Sidenote: Of Philo, regarding his birth and death dates, Kugel said: "In one era, and out the other!" I was rolling!

Saturday, October 28, 2006

No'ach: A rough sketch.

This is, in essence, what it looks like when I study Torah. Comments, short excerpts and things that catch me off guard that I pen for future examination. I'm trying to go throughout the year, keeping up with the Torah, it's commentary and haftarah readings. My text is Etz Hayim: torah and Commentary, which is a Conservative text. Additionally, I have a full Hebrew-text Tanakh and the Jewish Study Bible. So, basically, I've got my bases covered. Although I did not write remarks on last week's Parhsha (or dedicate nearly as much time to it), it's there. I haven't gotten to this week's haftarah reading, and I am saving that for tomorrow morning. So here you go, this is the thought pattern of Amand for the No'ach Torah portion (B'reishit 6:9-11:32).

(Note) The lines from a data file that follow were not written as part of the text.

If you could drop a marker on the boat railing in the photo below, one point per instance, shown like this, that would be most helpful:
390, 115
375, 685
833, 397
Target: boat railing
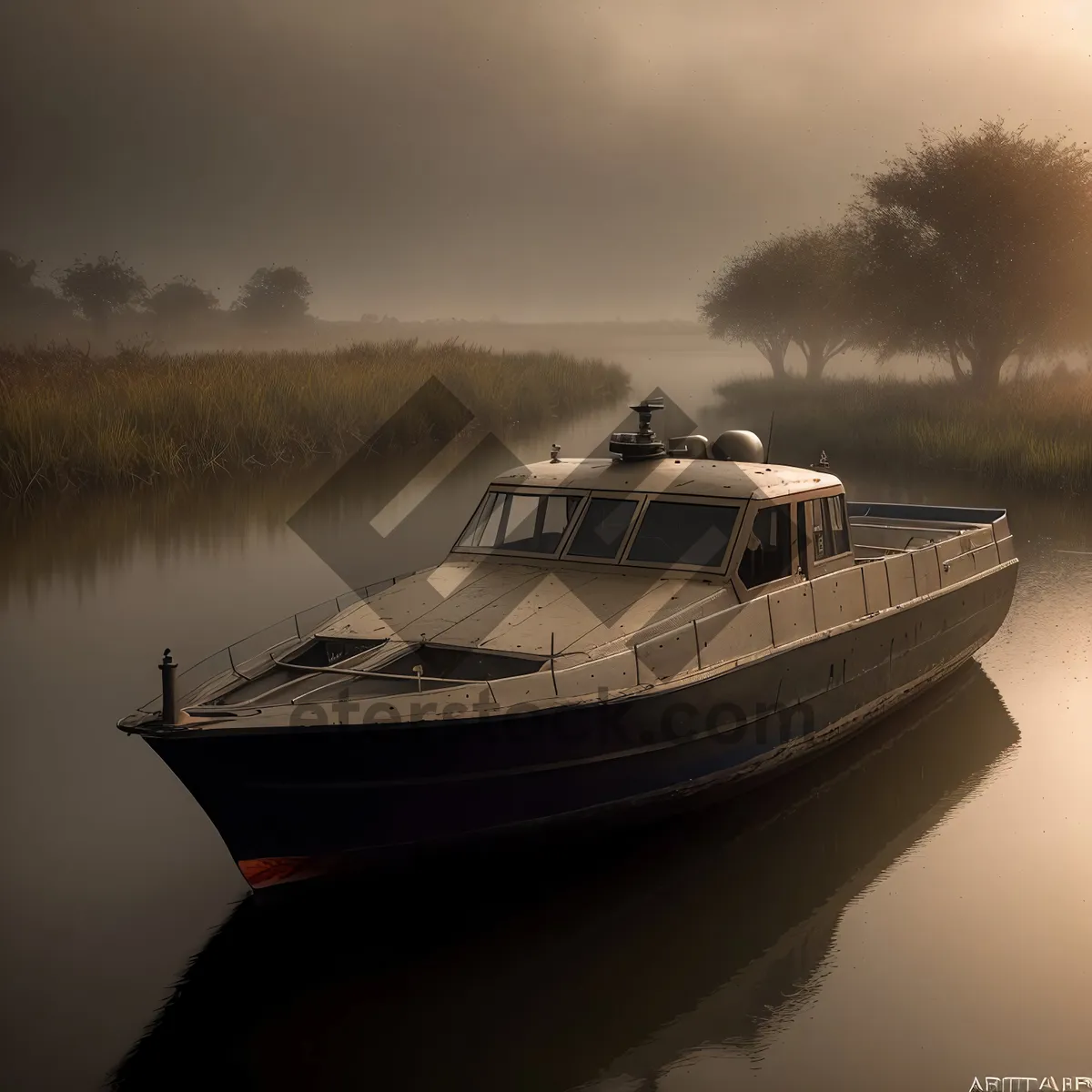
252, 654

+ 7:22 -- Was G-d concious of sparing the life of all marine animals? Why? All creatures on "dry land" are swept away in the flood, but not marine life. Curious ...

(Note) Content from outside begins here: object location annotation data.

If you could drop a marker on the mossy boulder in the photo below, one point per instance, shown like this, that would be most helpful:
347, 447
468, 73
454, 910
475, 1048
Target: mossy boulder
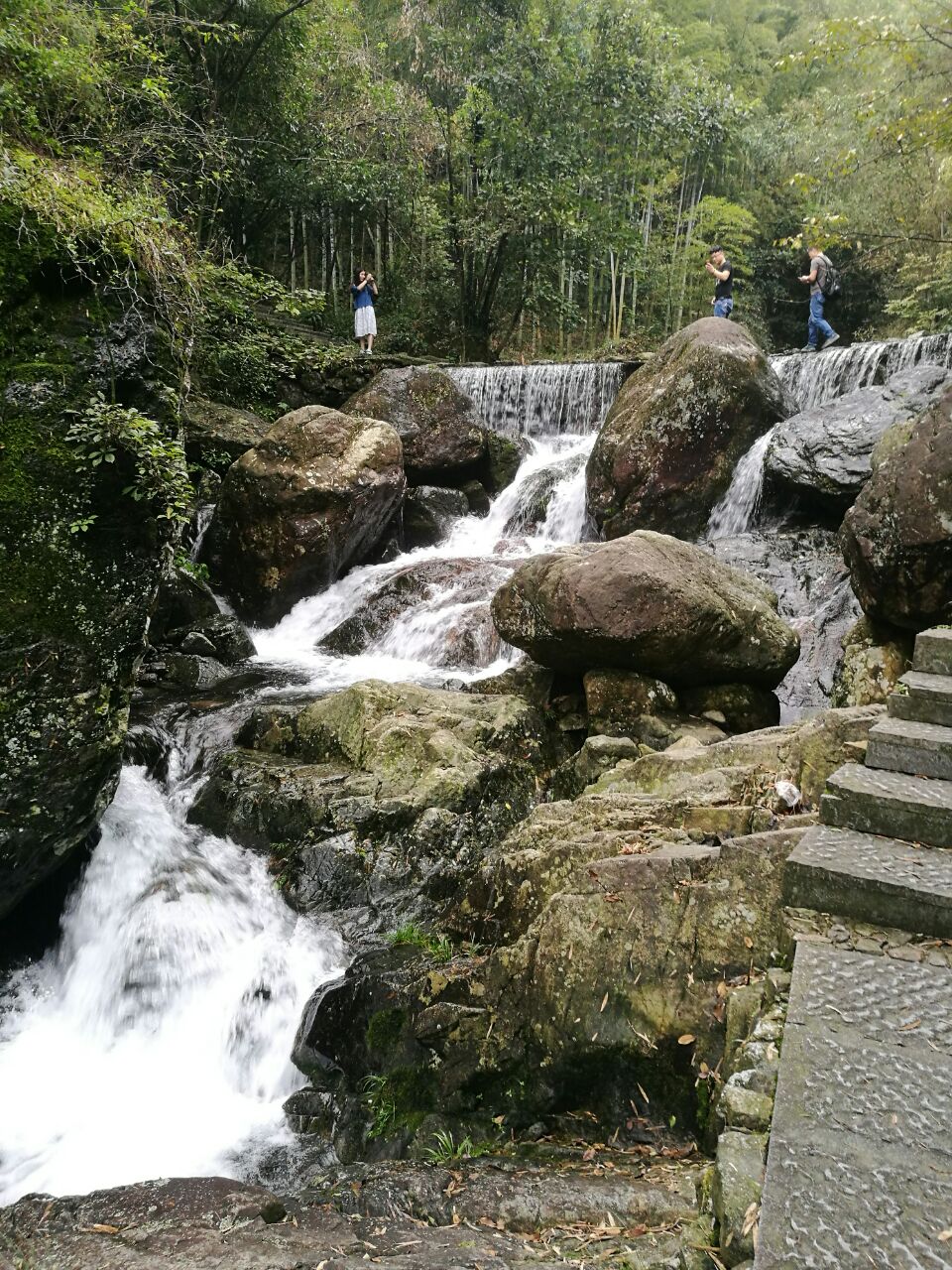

+ Amazing that locations in such early biblical and near Eastern stories can be pegged (8:4).

+ Olive branch is bitter? I had no clue ... but what irony, eh? The dove and the olive branch have come to symbol peace. We refer to leaders passing or sharing the olive branch, but how appropriate that it has a bitter taste, for all compromises tend to leave a bitter taste in one's mouth.

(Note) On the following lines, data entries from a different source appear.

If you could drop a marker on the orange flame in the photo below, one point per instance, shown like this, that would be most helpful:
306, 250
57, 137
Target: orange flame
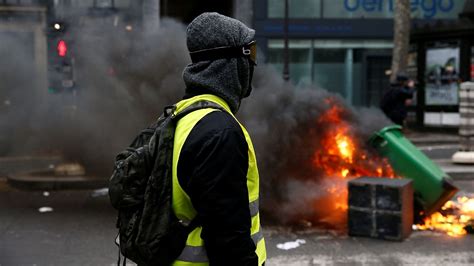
341, 158
453, 218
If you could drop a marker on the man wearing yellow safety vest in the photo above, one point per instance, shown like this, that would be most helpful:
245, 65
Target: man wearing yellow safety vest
215, 175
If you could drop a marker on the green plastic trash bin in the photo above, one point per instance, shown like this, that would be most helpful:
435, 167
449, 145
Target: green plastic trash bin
432, 186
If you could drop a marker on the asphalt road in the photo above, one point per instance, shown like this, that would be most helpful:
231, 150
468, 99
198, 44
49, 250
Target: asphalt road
80, 231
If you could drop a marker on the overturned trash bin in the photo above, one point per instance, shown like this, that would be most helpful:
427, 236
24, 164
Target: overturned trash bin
380, 208
432, 186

+ "The fear and the dread of you shall be upon all the beasts of the earth..." (9:2) -- Is this an attempt to quell the desire of humans to reach a higher eschelon of superiority? Is this meant to put humans in a position of power so that they don't seek to unseat G-d? The commentary suggests that this was in response to the human idea (when man was commanded to be vegetarian) that men could behave as animals. Thus by G-d differentiating the power and dietary restrictions ... man no longer could behave as animals, because they were "above" them. Interestingly, I'd have to disagree. Other commentators?

+ "I have set My bow in the clouds, and it shall serve as a sign of the covenant between Me and the earth. When I bring clouds over the earth, and the bow apears in the clouds, I will remember My covenant between Me and you and every living creature among all flesh, so that the waters shall never again become a flood to destroy all flesh." (9:13-15) -- (prayer for rainbows! ... keeping promises, recited after seeing a rainbow) Wow. I had no clue that there was content regarding rainbows in Torah. I almost feel cheated ... the magnificence has always been something I appreciated, but I had no idea that it was tied to a sort of convenant reminder with mankind. It almost makes the beautiful sight MORE magnificent. This also is curious re: when rainstorms produce no rainbow.

+ (10:2) -- Great grandson of Noah is named "Ashkenaz" ...? Does this have any bearing to the term "Ashkenazic" ...? The commentary suggests that the people of the Ashkenaz line were island people of Greece, etc., but says nothing about the common belief that Ashkenazic Jews are those descended of Eastern Europe, Germany, Poland, Austria, etc. In fact, if I'm not mistaken Greecian Jews were considered Sephardic, if anything, not Ashkenazic. I must investigate!

+ (10:8) -- How did Nimrod go from being the first man of might on Earth to being a name called of someone who is a complete idiot? Also, in commentary says he was the first to "misuse" his talents, killing first animals and then humans because of his bloodlust. Interesting and amusing.